Previous studies with PspF, PspFΔHTH, and the Azotobacter vinelandii NifA AAA+ domain showed that these σ54-dependent activators formed a stable complex with σ54 in the presence of ADP · AlFx (3). Therefore, we examined DctD(Δ1-142) and the DctD AAA+ domain proteins to see if these proteins would similarly form a stable ternary complex with σ54 and ADP · AlFx. Three σ54 proteins were tested in this assay, native S. enterica serovar Typhimurium σ54, an N-terminal histidine-tagged S. enterica serovar Typhimurium σ54, and an N-terminal histidine-tagged S. meliloti σ54.

The S. enterica serovar Typhimurium σ54 proteins migrated on the native gel as two species (Fig. 4A and B, lanes 1 and 3), indicating self-association of the protein. Reaction mixtures in which native or histidine-tagged S. enterica serovar Typhimurium σ54 was incubated with DctD(141-390) or DctD(141-394) and then ADP · AlFx was generated in the mixture revealed bands that migrated immediately above the DctD AAA+ domain and were not present in the control lanes (Fig. 4A and 4B). These new bands were not observed in the absence of ADP · AlFx (data not shown). In some assays a protein band that migrated immediately below the major DctD AAA+ band was also apparent, but this band was not consistently observed.

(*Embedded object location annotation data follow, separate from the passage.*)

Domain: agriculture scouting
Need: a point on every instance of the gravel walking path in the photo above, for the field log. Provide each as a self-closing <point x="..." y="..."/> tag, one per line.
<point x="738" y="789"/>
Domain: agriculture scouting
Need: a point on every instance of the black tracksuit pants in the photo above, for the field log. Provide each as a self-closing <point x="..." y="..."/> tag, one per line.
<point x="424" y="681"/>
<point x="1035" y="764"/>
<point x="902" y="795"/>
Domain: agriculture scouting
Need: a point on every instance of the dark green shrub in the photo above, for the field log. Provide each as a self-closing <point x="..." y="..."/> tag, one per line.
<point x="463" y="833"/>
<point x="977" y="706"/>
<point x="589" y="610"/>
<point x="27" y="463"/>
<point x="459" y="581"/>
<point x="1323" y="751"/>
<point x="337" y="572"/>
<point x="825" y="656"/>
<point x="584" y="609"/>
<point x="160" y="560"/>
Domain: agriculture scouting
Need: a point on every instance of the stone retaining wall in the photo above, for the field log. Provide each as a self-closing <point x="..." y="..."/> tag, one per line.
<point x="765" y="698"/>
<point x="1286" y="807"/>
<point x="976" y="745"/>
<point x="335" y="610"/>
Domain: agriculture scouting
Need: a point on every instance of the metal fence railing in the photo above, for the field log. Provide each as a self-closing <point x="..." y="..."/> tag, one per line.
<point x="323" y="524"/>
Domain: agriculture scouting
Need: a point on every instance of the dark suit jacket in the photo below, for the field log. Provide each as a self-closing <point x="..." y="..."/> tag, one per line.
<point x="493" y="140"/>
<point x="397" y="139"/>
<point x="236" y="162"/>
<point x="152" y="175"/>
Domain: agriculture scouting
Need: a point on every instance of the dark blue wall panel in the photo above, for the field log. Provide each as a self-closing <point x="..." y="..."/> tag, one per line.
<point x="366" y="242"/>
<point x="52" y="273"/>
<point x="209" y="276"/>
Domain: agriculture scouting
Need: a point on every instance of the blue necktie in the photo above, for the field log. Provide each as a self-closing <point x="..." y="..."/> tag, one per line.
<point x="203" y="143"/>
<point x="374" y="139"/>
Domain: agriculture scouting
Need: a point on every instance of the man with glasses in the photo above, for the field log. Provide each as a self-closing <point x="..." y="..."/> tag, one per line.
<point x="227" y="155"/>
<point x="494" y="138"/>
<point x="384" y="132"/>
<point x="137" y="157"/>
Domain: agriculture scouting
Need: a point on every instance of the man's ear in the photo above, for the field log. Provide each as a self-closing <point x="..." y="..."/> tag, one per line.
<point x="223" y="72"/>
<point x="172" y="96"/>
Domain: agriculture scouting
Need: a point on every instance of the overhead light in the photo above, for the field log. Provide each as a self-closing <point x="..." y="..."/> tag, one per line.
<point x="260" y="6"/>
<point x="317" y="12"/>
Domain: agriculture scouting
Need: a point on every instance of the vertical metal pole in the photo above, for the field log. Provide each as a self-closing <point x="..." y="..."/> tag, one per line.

Western blot analysis confirmed that the new complexes observed when σ54 and one of the DctD AAA+ domain proteins were incubated together in the presence of ADP · AlFx contained both σ54 and DctD (Fig. 5). As reported previously with PspF (3), these protein complexes were not observed if the DctD AAA+ domain was incubated with ADP · AlFx before the protein was mixed with σ54 (data not shown). Unique complexes were also observed when DctD(141-390) or DctD(141-394) was incubated with S. meliloti σ54 in the presence of ADP · AlFx (Fig. 4C). We assume that these complexes contain σ54, but we could not verify this by Western blotting since S. meliloti σ54 did not cross-react with the antiserum directed against S. enterica serovar Typhimurium σ54. In contrast to the results with the DctD AAA+ domain, we did not observe complexes between DctD(Δ1-142) and any of the σ54 proteins that we tested (Fig. 4D; data shown only for S. meliloti σ54).

FIG. 4.

FIG. 4.

ADP · AlFx-dependent complex formation between the DctD AAA+ domain and σ54. Complex formation between DctD proteins and native S. enterica serovar Typhimurium σ54(A), histidine-tagged S. enterica serovar Typhimurium σ54 (B), or N-terminal histidine-tagged S. meliloti σ54 (C and D) was assessed. DctD(141-390), DctD(141-394), and a histidine-tagged version of DctD(Δ1-142) were included in binding reaction mixtures as indicated at the bottom of each lane. Protein complexes were resolved on a native gel and visualized by silver staining. Arrows in panels A to C indicate the complexes formed between σ54 proteins and the DctD AAA+ domain proteins. No complexes were detected between σ54 and DctD(Δ1-142) under the same reaction conditions. Panel A shows binding reactions done with S. enterica serovar Typhimurium σ54, panel B show reactions with the histidine-tagged S. enterica serovar Typhimurium σ54, and panels C and D show reactions with the histidine-tagged S. meliloti σ54.

FIG. 5.

FIG. 5.

Western blot analysis of ternary complexes. Complexes formed between S. enterica serovar Typhimurium σ54 and DctD(141-390) or DctD(141-394) in the presence of ADP · AlFx were analyzed by Western blotting using antiserum directed against S. enterica serovar Typhimurium σ54 (A) or S. meliloti DctD (B). The proteins included in the binding reaction mixtures are indicated below each lane. The arrows in panel A indicate the presence of σ54 in the ternary complexes, while the arrows in panel B indicate the presence of the DctD AAA+ domain proteins in the ternary complexes. The gel used for panel B was subjected to electrophoresis for a longer period of time to achieve better separation of the ternary complex from the DctD AAA+ domain complex.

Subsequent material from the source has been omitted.